Es entonces cuando los carteros llaman a las puertas con tarjetas llenas de fervor de los amigos lejanos, cuando cohetes y triquitraques escandalizan por la esquina y las campanas se abren sonoras y magnificas y los patines levantan chispas sobre las avenidas y los juguetes abandonan sus cajas de cartón para entrar en la leyenda de los niños.

La vieja navidad, quizás desde los tiempos coloniales, fue la sobria reunión familiar en la que el dulce de lechosa, el turrón, el pan de jamón, la cena de hallacas y el vino añejo constituían las viandas de los invitados.

Esta es la Navidad. Esta es la historia y la leyenda de una fiesta de siglos tan vieja como el andar religioso por el mundo, tan llena de la más sabia esencia del hombre, empeñado en encontrar a través de símbolos y mitos. 

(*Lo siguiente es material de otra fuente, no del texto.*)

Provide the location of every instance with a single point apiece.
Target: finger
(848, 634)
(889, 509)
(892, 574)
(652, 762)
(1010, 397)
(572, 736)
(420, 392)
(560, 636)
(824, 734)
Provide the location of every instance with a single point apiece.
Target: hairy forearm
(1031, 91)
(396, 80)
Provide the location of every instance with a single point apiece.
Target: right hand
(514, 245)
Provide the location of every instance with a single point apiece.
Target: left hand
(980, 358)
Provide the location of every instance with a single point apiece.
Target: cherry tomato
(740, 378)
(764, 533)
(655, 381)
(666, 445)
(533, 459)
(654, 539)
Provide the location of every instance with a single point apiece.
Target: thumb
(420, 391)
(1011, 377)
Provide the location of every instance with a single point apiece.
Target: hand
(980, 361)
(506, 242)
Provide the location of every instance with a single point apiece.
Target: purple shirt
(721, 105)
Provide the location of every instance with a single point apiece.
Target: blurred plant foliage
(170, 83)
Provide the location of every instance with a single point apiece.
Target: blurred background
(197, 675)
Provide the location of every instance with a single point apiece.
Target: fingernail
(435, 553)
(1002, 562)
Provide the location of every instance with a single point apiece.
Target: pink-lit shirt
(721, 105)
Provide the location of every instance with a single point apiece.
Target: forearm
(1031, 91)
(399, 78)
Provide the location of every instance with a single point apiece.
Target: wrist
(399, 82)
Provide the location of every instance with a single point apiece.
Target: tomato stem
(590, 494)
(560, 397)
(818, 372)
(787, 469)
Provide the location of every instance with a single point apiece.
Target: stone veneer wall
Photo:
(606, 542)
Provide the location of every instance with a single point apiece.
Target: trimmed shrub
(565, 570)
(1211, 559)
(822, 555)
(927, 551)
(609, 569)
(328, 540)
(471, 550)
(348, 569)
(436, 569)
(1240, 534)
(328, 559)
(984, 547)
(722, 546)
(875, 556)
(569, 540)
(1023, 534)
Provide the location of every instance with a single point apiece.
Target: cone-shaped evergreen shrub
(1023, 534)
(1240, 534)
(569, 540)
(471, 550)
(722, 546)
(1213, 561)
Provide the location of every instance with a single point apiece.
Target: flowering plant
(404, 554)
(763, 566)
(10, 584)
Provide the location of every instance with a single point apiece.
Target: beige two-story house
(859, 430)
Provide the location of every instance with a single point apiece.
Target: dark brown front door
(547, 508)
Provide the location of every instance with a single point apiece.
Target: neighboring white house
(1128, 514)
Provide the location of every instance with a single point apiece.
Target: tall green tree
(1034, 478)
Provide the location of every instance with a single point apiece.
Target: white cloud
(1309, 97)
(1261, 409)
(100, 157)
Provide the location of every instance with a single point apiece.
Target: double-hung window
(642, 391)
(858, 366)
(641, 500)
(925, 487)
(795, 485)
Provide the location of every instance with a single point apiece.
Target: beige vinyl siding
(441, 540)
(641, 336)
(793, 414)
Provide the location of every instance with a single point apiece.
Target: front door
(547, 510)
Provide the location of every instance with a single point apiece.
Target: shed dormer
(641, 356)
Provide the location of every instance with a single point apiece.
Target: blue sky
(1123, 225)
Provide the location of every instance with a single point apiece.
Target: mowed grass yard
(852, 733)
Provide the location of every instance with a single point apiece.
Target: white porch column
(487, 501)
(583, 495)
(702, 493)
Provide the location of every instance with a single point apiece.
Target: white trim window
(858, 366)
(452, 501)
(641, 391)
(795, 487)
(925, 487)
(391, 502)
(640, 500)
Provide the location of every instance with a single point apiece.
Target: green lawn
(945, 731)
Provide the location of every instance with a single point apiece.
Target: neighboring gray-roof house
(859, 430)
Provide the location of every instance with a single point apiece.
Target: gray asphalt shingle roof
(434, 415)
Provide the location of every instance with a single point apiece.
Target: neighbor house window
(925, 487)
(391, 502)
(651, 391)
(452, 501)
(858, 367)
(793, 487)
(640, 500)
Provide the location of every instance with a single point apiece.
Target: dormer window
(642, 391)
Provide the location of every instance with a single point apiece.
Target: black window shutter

Toda esa coincidencia del nacimiento de los dioses en la Tierra señala la unidad misteriosa que hay en la imaginación creadora y en su deseo de hurgar en lo desconocido, de remover las peñas y mantener la Tierra y florecida. 

Y esos dioses sean árboles o piedras o ramas de muérdago, serán siempre el deseo más hondo y la más iluminada esperanza. Serán testimonio de que el hombre alguna vez inventó bellas historias para evitar las afrentas de los animales, de los incendios, de las estaciones y de los otros hombres.